One Year Ago: Raspberry Curd
Two Years Ago: Raspberry Cheesecake Swirl Brownies and Homemade Oreos
Yield: 12-14
For the Buns
1/4 cup rum (you can also use apple juice if you prefer)
1/2 cup mixed dried fruit
1/2 cup raisins or dried currants
1 1/4 cups milk, room temperature
2 eggs
1 egg yolk (reserve the white for the topping)
6 Tbsp butter, room temperature
2 tsp instant yeast
1/4 cup light brown sugar, firmly packed
1 tsp ground cinnamon
1/4 tsp ground cloves or allspice
1/4 tsp freshly ground nutmeg
1 3/4 tsp salt
1 Tbsp baking powder
4 1/2 cups flour
For the Topping
1 egg white, reserved from above
1 Tbsp milk
For the Icing
1 cup + 2 Tbsp powdered sugar
1/2 tsp vanilla
pinch of salt
4 tsp milk, or enough to make a thick, pipeable icing
Lightly grease a 10" square pan or 9" x 13" pan.
Mix the rum or apple juice with the dried fruit and raisins, cover with plastic wrap, and microwave briefly, just till the fruit and liquid are very warm, and the plastic starts to "shrink wrap" itself over the top of the bowl. Set aside to cool to room temperature. Note: If you worry about using plastic wrap in your microwave, simply cover the bowl with a glass lid.
When the fruit is cool, mix together all of the dough ingredients except the fruit, and knead, using an electric mixer or bread machine, till the dough is soft and elastic. Mix in the fruit and any liquid not absorbed.
Let the dough rise for 1 hour, covered. It should become puffy, though may not double in bulk.
Divide the dough into billiard ball-sized pieces, about 3 3/4 ounces each. A heaped muffin scoop (about 1/3 cup) makes about the right portion. You'll make 12 to 14 buns. Use your greased hands to round them into balls. Arrange them in the prepared pan.

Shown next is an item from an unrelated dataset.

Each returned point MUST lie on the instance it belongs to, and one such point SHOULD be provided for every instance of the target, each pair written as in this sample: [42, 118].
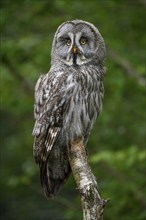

Cover the pan, and let the buns rise for 1 hour, or until they've puffed up and are touching one another. While the dough is rising, preheat the oven to 375°F.
Whisk together the reserved egg white and milk, and brush it over the buns.
Bake the buns for 20 minutes, until they're golden brown. Remove from the oven, and transfer to a rack to cool.
Mix together the icing ingredients, and when the buns are completely cool, pipe it in a cross shape atop each bun.